The 1984 new yeast is interesting, although one's first assumption would be that it's just a "routine" replacement from stock that would happen every couple of months. Presumably YPU is Yeast Propagation Unit(ank)? But maybe that's the yeast clean-up that Ray mentioned, or maybe it is a new (Whitbread???) yeast.

I think the change of barley would have had some effect - perhaps not as much as CAMRA make out but you can tell the difference in the generational shift between Otter and more modern varieties, if not between modern varieties.

Same with the hops - going from hops from the current vintage to ones that are 2/3/4 years old would have had a bit of an effect but not huge.
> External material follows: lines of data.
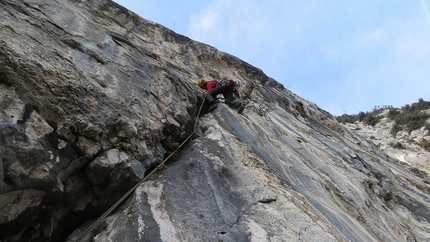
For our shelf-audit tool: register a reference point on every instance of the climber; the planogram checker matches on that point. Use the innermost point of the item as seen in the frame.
(227, 88)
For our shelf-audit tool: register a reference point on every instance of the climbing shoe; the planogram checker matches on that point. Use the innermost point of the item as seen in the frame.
(241, 108)
(212, 107)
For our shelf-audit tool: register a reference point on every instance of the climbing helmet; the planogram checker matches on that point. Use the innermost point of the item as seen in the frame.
(201, 82)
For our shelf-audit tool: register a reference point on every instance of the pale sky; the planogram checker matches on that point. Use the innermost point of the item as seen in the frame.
(345, 56)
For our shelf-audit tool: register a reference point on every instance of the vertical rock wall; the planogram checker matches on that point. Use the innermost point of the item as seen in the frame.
(92, 97)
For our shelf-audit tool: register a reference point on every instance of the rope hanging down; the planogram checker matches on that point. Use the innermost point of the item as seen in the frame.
(117, 203)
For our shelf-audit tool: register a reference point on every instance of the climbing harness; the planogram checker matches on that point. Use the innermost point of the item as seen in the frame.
(159, 167)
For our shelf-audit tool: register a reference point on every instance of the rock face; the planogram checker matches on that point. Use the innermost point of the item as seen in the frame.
(93, 97)
(409, 151)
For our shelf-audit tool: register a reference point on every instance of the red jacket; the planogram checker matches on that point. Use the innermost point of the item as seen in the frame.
(211, 85)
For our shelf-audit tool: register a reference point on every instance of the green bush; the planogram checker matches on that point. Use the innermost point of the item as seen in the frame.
(396, 128)
(409, 117)
(425, 144)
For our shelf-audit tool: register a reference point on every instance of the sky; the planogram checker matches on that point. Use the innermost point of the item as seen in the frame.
(345, 56)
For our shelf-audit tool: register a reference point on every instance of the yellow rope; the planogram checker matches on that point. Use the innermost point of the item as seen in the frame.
(117, 203)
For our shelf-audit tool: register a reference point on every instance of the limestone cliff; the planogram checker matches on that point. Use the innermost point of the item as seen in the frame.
(92, 97)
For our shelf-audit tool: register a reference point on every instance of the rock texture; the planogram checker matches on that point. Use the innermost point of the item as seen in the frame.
(93, 97)
(409, 151)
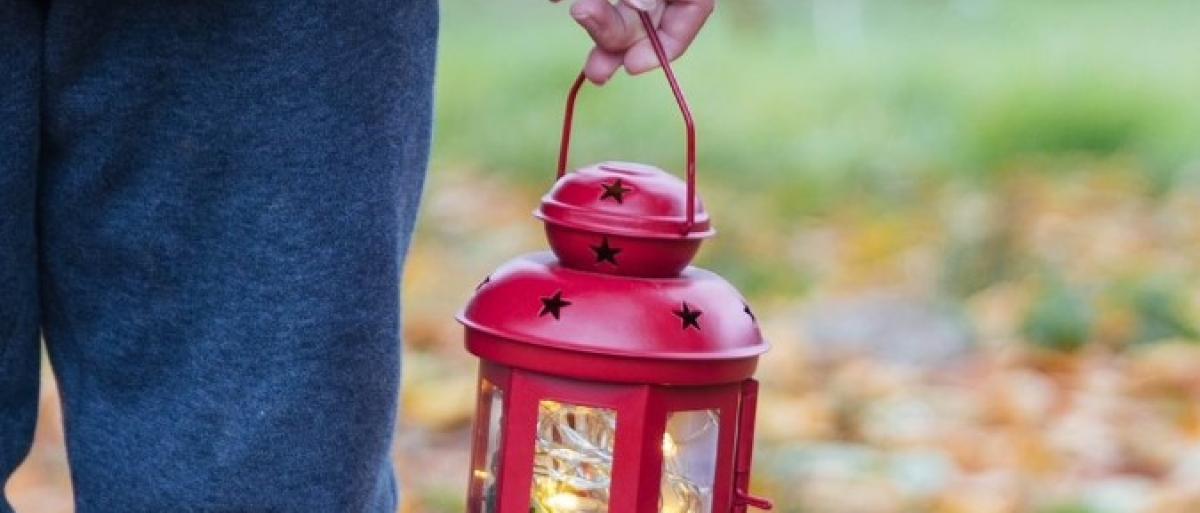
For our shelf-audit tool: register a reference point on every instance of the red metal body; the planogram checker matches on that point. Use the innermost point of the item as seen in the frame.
(615, 378)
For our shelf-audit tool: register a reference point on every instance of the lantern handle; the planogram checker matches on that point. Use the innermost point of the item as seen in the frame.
(689, 124)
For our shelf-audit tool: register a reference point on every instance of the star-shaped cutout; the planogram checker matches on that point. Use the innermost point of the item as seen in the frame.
(605, 253)
(553, 305)
(615, 191)
(690, 318)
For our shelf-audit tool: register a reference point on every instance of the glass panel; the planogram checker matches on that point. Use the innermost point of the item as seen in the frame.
(689, 462)
(573, 458)
(485, 475)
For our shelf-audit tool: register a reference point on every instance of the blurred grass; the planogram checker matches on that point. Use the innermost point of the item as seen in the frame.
(810, 108)
(1029, 168)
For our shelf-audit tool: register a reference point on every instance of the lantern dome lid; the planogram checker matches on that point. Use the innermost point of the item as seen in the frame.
(624, 198)
(534, 300)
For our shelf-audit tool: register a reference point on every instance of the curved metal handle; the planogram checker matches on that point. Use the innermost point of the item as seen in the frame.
(689, 124)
Overall it feels like death by a thousand cuts - if you are known for bitterness and dryness, then just a few points of FG and older hops might be enough to take you from standing out to being more like the rest of the crowd, and that's what people noticed - the difference between Boddies and others was much less, rather than the absolute size of the changes.

I'm unlikely to get to Manchester until next MBCF, but if the Science Museum can get things to London then I'll go into town when things open up again and have a poke around. Have you seen anything from the water book?

Sheffield Hatter said...

This is a subject that holds great interest for me, as I "discovered" Boddingtons soon after moving to Lancaster in 1973, as it was on the bar in my college at Lancaster Uni, and in a few pubs in the area.In 1978 I started working in Preston and drank quite a bit of Boddies there. I didn't really notice a change until around 1980 when it was available in the Kings Arms in Lancaster and was quite a bit blander.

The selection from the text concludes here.